Ulnar nöropatileri değerlendirirken akılda
tutulması gereken iki durumdan kısaca bahsetmek gerekir. Bunlardan birincisi,
normal kişilerde %15-30 oranında görülebilen bir varyasyon olan median ve ulnar
sinirler arasındaki ‘Martin Gruber’ anastamozudur. Median sinir içinde yer alan bazı aksonların
medial epikondilin 3-10cm
distalinde ulnar sinire katılması sonucunda görülür. Bu anastamoz
bilek düzeyinde median nöropatisi olan hastalar için avantajlı bir durum
oluşturabilir. Median sinire ait liflerin bir kısmı ulnar sinir içinde
seyrederek bilekte farklı bir yol izleyeceğinden klinik bulgular daha hafif
olacaktır.
Daha nadir görülmekle birlikte ulnar sinir için
akılda tutulması gereken diğer bir lezyon yeri de bilek düzeyidir. Ulnar sinir
el bileğinde ulnar tünel ya da Guyon kanalından
geçerek el kaslarını innerve eder.
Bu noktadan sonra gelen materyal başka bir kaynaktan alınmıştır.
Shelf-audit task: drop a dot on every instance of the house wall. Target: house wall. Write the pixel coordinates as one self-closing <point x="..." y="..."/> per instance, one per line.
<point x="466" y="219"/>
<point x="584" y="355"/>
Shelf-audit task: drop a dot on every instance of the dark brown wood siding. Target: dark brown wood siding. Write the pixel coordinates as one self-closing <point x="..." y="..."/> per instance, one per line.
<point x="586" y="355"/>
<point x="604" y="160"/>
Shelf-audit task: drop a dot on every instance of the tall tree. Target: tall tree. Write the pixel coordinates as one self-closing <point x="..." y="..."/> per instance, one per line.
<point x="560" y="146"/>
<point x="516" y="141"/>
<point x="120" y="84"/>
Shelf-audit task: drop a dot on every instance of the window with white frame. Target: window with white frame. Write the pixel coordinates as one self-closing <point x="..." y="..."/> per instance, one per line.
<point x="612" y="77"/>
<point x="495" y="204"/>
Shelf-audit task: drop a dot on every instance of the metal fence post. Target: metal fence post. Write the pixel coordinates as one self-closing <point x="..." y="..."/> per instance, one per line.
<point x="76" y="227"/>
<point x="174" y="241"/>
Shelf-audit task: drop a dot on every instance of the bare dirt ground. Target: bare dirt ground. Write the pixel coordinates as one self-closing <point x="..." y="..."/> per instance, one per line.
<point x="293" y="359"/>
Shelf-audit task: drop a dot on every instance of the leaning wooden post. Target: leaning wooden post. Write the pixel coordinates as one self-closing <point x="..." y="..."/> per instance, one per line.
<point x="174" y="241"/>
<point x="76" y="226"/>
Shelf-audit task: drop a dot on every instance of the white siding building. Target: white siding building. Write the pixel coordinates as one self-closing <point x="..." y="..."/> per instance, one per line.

Bilek düzeyindeki kronik travmalar
(bazı mesleki özellikler, spor ile ilişkili etkilenmeler), vasküler malformasyonlar, lipom, kist gibi yapısal değişiklikler
neden olabilir. Guyon kanalındaki ulnar nöropatiler
duysal ve motor liflerin tutulumuna göre, bazı yazarlara göre 4, bazı yazarlara
göre de 5 ayrı tipte değerlendirilmektedir. Proksimalde tüm duysal ve motor
liflerin etkilendiği tip 1 olarak adlandırılır. Ulnar sinirin el bileğine
girmeden 6-8cm önce verdiği kutanöz duysal dalının ileti çalışılması lezyon
lokalizasyonunun dirsek-bilek ayrımı yapılabilmesinde yardımcı olabilir.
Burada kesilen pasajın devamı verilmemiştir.